Keeps output values where the chosen source variable is non-null; sets everything else to NaN. The most common use case is deriving a land/ice mask from a single timestamp of a wave or depth variable.

output:
  outfile: out.zarr
  mask:
    type: notnull
    var: hs          # source variable to test
    isel:            # optional: reduce to 2-D before testing
      time: 0

threshold — mask by a numerical condition

Keeps output values where var <operator> value is true.

operator Condition
gt var > value
lt var < value
ge var >= value
le var <= value
output:
  outfile: out.zarr
  mask:
    type: threshold
    var: depth
    isel:
      time: 0
    operator: gt
    value: 0.0       # keep ocean points (depth > 0)

isel

Both mask types accept an optional isel dict that reduces the source variable to a lower-dimensional slice before the mask is computed.

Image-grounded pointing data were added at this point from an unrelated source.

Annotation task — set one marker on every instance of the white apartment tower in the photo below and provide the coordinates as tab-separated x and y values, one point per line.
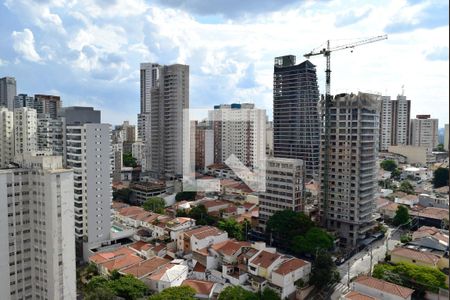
239	129
285	182
6	137
25	130
37	253
164	96
352	167
424	131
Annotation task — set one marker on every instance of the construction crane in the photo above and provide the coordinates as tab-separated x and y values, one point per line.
327	53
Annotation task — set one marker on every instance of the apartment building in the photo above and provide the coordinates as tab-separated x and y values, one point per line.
349	204
8	91
424	131
6	137
240	130
37	255
164	95
285	182
25	130
296	124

This is the standard way to produce a 2-D (latitude, longitude) mask from a variable that also has a time dimension.

isel:
  time: 0      # use the first time step

Global attributes

By default, gridstats writes the following global attributes to every output file:

Attribute Default value
title "Data stats"
institution "Oceanum"
source "gridstats"
date_created Today's date (UTC)
time_coverage_start First timestamp in the source dataset
time_coverage_end Last timestamp in the source dataset
time_coverage_duration ISO 8601 duration
time_coverage_resolution ISO 8601 timestep

Any key in global_attrs is merged on top of these defaults, overriding the matching default or adding a new attribute:

output:
  outfile: ./stats.zarr
  global_attrs:
    title: "New Zealand Wave Climatology 1980–2020"
    institution: "NIWA"
    project: "NZ-Waves-2025"
    references: "https://doi.org/10.xxxx/xxxxx"

Parallel Zarr writes

When computing different statistics in separate parallel tasks and writing them all to the same Zarr archive, set append: true on each task. Each task writes only its own variables; all other variables in the store are left untouched.

# Task A — computes hs stats
output:
  outfile: gs://my-bucket/stats.zarr
  append: true

# Task B — computes tp stats (runs in parallel with Task A)
output:
  outfile: gs://my-bucket/stats.zarr
  append: true

# Task C — consolidates metadata (runs after A and B complete)
output:
  outfile: gs://my-bucket/stats.zarr
  append: true
  consolidate: true

Parallel write safety

Different tasks must write different variables. If two tasks attempt to write the same variable simultaneously the result is undefined. Rerunning a single task (e.g., after a failure) is safe — the existing variable is deleted and rewritten.

Reading before consolidation

Until the consolidation task runs, open the store with consolidated=False:

import xarray as xr
ds = xr.open_zarr("gs://my-bucket/stats.zarr", consolidated=False)

After consolidate: true has run, the standard xr.open_zarr(...) call works without any extra arguments.